Pauline, impulsive, impractical, tumbles hit-or-miss through life; Michael, plodding, cautious, judgmental, proceeds deliberately. While other young marrieds, equally ignorant at the start, seemed to grow more seasoned, Pauline and Michael remain amateurs. In time their foolish quarrels take their toll. Even when they find themselves, almost thirty years later, loving, instant parents to a little grandson named Pagan, whom they rescue from Haight-Ashbury, they still cannot bridge their deep-rooted differences. Flighty Pauline clings to the notion that the rifts can always be patched. To the unyielding Michael, they become unbearable.
From the sound of the cash register in the old grocery to the counterculture jargon of the sixties, from the miniskirts to the multilayered apparel of later years, Anne Tyler captures the evocative nuances of everyday life during these decades with such telling precision that every page brings smiles of recognition. Throughout, as each of the competing voices bears witness, we are drawn ever more fully into the complex entanglements of family life in this wise, embracing, and deeply perceptive novel.

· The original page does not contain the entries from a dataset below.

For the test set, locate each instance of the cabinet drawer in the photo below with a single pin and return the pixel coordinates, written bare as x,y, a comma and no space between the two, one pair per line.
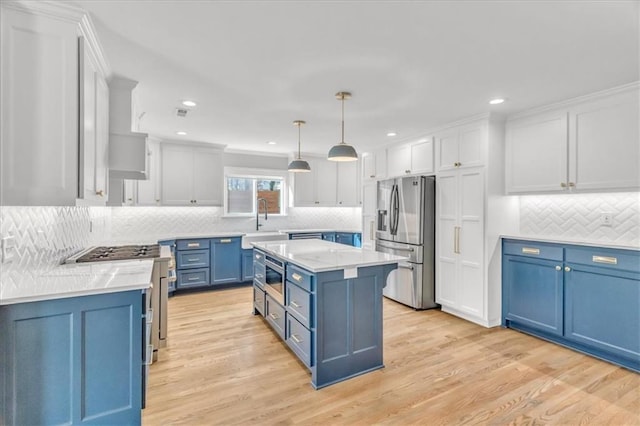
193,244
275,315
299,340
193,278
193,259
299,303
533,249
300,277
258,299
622,260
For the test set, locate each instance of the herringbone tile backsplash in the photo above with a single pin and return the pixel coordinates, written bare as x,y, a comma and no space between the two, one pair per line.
577,216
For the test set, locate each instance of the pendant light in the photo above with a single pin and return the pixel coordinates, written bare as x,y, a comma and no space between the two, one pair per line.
342,151
299,165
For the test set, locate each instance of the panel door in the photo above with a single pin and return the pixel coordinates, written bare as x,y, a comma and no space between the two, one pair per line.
533,293
39,162
470,240
422,157
226,260
447,216
177,175
536,153
399,161
348,184
604,143
602,310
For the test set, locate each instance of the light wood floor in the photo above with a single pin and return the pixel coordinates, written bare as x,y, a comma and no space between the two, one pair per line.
225,366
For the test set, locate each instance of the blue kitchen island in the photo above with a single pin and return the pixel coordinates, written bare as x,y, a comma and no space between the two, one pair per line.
324,300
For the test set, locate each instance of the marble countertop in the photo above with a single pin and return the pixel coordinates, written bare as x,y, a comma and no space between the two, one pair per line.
81,279
321,256
577,241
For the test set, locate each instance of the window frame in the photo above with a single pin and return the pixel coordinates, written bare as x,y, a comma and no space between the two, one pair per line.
255,174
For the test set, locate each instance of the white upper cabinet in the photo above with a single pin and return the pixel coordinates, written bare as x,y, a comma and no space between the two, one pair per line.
191,175
589,144
410,159
460,147
40,82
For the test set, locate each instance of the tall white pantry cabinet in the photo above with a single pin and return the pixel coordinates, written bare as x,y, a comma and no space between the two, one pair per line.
471,213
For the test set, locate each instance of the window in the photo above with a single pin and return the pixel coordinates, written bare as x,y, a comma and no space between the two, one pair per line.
243,188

Anne Tyler was born in Minneapolis in 1941 but grew up in Raleigh, North Carolina. She graduated at nineteen from Duke University and went on to do graduate work in Russian studies at Columbia University. This is Anne Tyler’s sixteenth novel; her eleventh, Breathing Lessons, was awarded the Pulitzer Prize in 1988. She is a member of the American Academy and Institute of Arts and Letters. She lives in Baltimore.
“An ode to the complexities of familial love, the centripetal and centrifugal forces that keep families together and send their members flying apart, the supremely ordinary pleasures and frustrations of middle-class American life.”
--Michiko Kakutani, New York Times
"Tyler ranges over 60 years of American experience… from the attack on Pearl Harbor to the anniversary of that day in 2001…as she tracks one couple’s domestic disturbances…[Her] writing is beautifully accurate, more often than not with a glinting vein of humor.”
–William H. Pritchard, New York Times Book Review, front cover
“She evokes the entire sweep of [a marriage] with uncommon delicacy & dignity… gives us the feeling of being inside Michael and Pauline Anton’s marriage.”
–John Freeman, St. Louis Post-Dispatch
“She traces the stormy union of two people who love but can’t stand each other.”
“This ‘wickedly good’ author has come to represent the best of today’s American literature… She is an exquisite chronicler of the everyday
…Her characters are at once infuriating and endearing, conservative yet quietly eccentric.”
–Lisa Allardice, The Observer, London
“Her command of what will move a story forward & engross a reader is faultless.”
–Martha Southgate, Baltimore Sun
“She expertly explores the perils of marriage… Wise & observant…She has the uncanny ability to expose the most confusing contradictions of love.” –Connie Ogle, Miami Herald
“In the fervor of WWII, Michael and Pauline rush head-long into marriage, then live in a constant state of turmoil …We watch safely from a distance like a busybody neighbor hiding behind the curtains, judgmental yet fascinated.”